A vrai dire, même les partisans de l’ACAL y voient leur intérêt, puisqu’ils pourraient ainsi faire « valider » de manière incontestable l’existence de la « Trop Grande Région » ; de leur côté, les régionalistes sont persuadés de pouvoir corriger l’échec du vote de 2013, largement imputable aux querelles intestines de la Majorité Alsacienne (conduite par Philippe Richert) de l’époque. C’est donc une « sortie par le haut » qui se profile et pourrait donner lieu à un scrutin dès l’automne 2017 (date idéale pour mettre un terme aux incertitudes actuelles).

Pour être vraiment démocratique, le référendum doit porter sur une question claire et intelligible par tous, avec des conséquences sans ambiguïté. Il convient également de fixer la composition du corps électoral et les règles de validité du résultat. Voici les propositions qui pourraient répondre à ces interrogations :

  • les citoyens régulièrement inscrits sur les listes électorales des communes du Haut- et du Bas-Rhin sont seuls appelés aux urnes (et non les habitants des autres départements du Grand Est),
  • la participation exigée est de 50% ; pour ce décompte, l’ensemble du territoire est pris en compte (pas de « taux départemental »),
  • en cas de vote « non », les deux départements continuent à faire partie de l’ACAL.

Ni référendum d’indépendance de type écossais, ni Brexit aux conséquences floues, ce référendum serait un signe de maturité civique pour notre Landel et permettrait de faire « tomber les masques ».

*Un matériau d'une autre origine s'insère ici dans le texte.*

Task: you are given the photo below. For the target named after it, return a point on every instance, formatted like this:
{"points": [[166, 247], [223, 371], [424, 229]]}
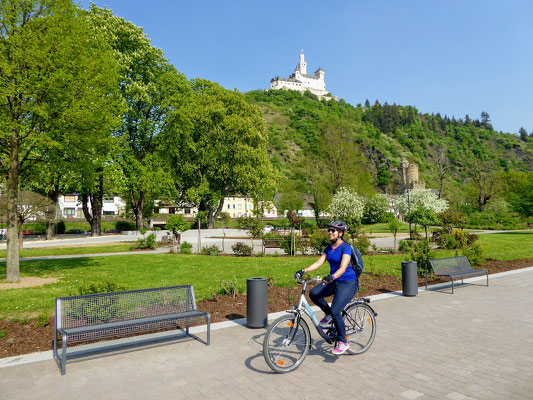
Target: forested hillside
{"points": [[322, 145]]}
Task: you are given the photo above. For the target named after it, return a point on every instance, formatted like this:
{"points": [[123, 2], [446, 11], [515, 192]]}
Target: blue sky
{"points": [[455, 57]]}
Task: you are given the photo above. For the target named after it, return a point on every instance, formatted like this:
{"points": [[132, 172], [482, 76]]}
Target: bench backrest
{"points": [[93, 309], [445, 266]]}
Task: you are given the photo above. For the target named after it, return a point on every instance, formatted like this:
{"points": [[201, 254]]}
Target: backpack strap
{"points": [[351, 258]]}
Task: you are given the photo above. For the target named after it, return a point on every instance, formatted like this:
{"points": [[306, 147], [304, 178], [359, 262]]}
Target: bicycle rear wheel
{"points": [[360, 327], [286, 344]]}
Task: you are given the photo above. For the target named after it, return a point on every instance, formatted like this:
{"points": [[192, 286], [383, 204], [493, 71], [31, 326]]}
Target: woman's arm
{"points": [[346, 258], [317, 264]]}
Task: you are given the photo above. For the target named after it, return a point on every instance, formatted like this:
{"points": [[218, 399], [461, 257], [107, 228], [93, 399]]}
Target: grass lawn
{"points": [[204, 272]]}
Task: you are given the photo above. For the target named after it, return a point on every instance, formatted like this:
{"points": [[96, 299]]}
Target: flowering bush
{"points": [[347, 205], [375, 208], [421, 197]]}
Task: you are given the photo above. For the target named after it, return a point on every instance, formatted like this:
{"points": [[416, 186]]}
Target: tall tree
{"points": [[523, 134], [55, 75], [147, 80], [221, 151]]}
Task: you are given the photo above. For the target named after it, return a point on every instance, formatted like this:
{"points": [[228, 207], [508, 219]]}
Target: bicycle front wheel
{"points": [[360, 327], [286, 343]]}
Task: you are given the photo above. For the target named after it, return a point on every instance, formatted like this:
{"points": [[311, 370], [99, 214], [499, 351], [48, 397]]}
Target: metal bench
{"points": [[120, 317], [455, 268]]}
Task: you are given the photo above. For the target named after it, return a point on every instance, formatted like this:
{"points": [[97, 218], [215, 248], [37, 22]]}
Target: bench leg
{"points": [[208, 330], [64, 354]]}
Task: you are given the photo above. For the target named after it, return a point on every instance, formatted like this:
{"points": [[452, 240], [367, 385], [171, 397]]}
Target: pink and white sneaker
{"points": [[326, 320], [341, 348]]}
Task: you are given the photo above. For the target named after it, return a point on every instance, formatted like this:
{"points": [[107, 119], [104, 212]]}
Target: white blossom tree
{"points": [[348, 206], [420, 197]]}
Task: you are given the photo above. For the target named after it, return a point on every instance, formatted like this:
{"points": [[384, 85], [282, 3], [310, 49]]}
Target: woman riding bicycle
{"points": [[341, 283]]}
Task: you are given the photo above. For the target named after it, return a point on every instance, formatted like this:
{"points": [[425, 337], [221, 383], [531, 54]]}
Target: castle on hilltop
{"points": [[302, 82]]}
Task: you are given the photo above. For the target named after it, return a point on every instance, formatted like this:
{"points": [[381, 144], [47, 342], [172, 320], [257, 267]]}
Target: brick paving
{"points": [[475, 344]]}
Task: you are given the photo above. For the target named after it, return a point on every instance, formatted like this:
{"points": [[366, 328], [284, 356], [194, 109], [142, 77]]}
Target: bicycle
{"points": [[288, 339]]}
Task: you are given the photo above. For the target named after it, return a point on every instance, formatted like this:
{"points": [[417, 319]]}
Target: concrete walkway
{"points": [[477, 343]]}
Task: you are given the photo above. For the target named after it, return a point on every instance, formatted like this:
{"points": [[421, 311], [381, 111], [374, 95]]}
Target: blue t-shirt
{"points": [[334, 258]]}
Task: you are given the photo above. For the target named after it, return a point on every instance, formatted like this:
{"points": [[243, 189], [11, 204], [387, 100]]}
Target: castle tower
{"points": [[302, 65]]}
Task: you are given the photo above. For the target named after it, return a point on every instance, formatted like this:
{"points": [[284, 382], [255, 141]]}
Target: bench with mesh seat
{"points": [[455, 268], [95, 323]]}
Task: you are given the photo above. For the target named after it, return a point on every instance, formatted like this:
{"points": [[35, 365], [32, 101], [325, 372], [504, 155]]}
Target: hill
{"points": [[305, 134]]}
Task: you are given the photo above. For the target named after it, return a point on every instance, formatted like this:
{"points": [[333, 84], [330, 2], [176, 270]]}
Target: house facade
{"points": [[70, 206]]}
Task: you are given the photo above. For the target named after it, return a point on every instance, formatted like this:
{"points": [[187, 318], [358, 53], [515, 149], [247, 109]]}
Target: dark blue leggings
{"points": [[342, 293]]}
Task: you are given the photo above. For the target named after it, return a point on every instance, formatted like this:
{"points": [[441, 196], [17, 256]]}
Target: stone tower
{"points": [[302, 65], [409, 176]]}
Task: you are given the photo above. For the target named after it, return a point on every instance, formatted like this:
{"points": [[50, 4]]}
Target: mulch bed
{"points": [[19, 338]]}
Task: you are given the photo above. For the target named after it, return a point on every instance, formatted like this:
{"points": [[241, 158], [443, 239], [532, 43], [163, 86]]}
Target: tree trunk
{"points": [[212, 216], [13, 267], [138, 208], [96, 205], [51, 216]]}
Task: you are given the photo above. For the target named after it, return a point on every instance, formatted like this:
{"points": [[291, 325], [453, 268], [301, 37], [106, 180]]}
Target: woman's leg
{"points": [[318, 293], [344, 292]]}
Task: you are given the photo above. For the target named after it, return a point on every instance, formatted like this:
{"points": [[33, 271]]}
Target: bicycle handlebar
{"points": [[300, 280]]}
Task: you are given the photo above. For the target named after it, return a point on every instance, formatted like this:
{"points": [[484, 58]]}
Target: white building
{"points": [[235, 206], [301, 81], [70, 206]]}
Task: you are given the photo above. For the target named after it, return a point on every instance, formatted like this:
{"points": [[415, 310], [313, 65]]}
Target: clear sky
{"points": [[455, 57]]}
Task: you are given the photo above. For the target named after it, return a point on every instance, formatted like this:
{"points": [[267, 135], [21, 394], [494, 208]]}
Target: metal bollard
{"points": [[409, 278], [256, 302]]}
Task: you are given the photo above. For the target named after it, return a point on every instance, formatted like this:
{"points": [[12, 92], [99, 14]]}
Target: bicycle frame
{"points": [[303, 306]]}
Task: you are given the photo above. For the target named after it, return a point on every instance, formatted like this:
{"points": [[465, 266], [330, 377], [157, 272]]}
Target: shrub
{"points": [[42, 320], [406, 245], [59, 227], [474, 254], [240, 249], [125, 225], [148, 243], [318, 241], [422, 253], [229, 287], [186, 248], [447, 241], [211, 250]]}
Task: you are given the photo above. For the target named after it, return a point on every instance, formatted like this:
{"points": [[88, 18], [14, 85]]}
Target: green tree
{"points": [[217, 148], [57, 77], [394, 226], [176, 224], [523, 134], [147, 80]]}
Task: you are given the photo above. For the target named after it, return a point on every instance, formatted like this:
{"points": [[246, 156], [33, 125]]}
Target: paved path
{"points": [[477, 343]]}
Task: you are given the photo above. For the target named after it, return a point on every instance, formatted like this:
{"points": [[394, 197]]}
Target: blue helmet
{"points": [[339, 225]]}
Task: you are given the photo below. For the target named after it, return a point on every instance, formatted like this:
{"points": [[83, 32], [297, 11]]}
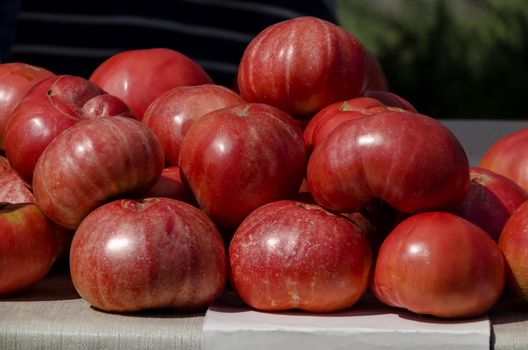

Reste à formuler la question, qui pourrait être : « approuvez-vous la création d’une nouvelle région Alsace organisée selon les principes du texte en annexe ? »

En effet, il ne suffit pas de souhaiter le retour à la situation d’avant le 1er janvier 2016, car la « vieille » région avait très largement échoué ; après le refus du « faux projet » de 2013, il convient aussi d’élaborer une architecture institutionnelle attrayante, moderne et efficace, pour mettre l’Alsace « en lice » dans l’espace rhénan. C’est ce travail « constitutionnel » qui doit mobiliser les énergies : pour être crédibles dans la revendication référendaire, les Alsaciens doivent se montrer unis!

C’est le moment de décréter l’amnistie pour les querelles et les rancoeurs du passé, si nous voulons réussir à offrir un horizon alsacien et européen aux futures générations.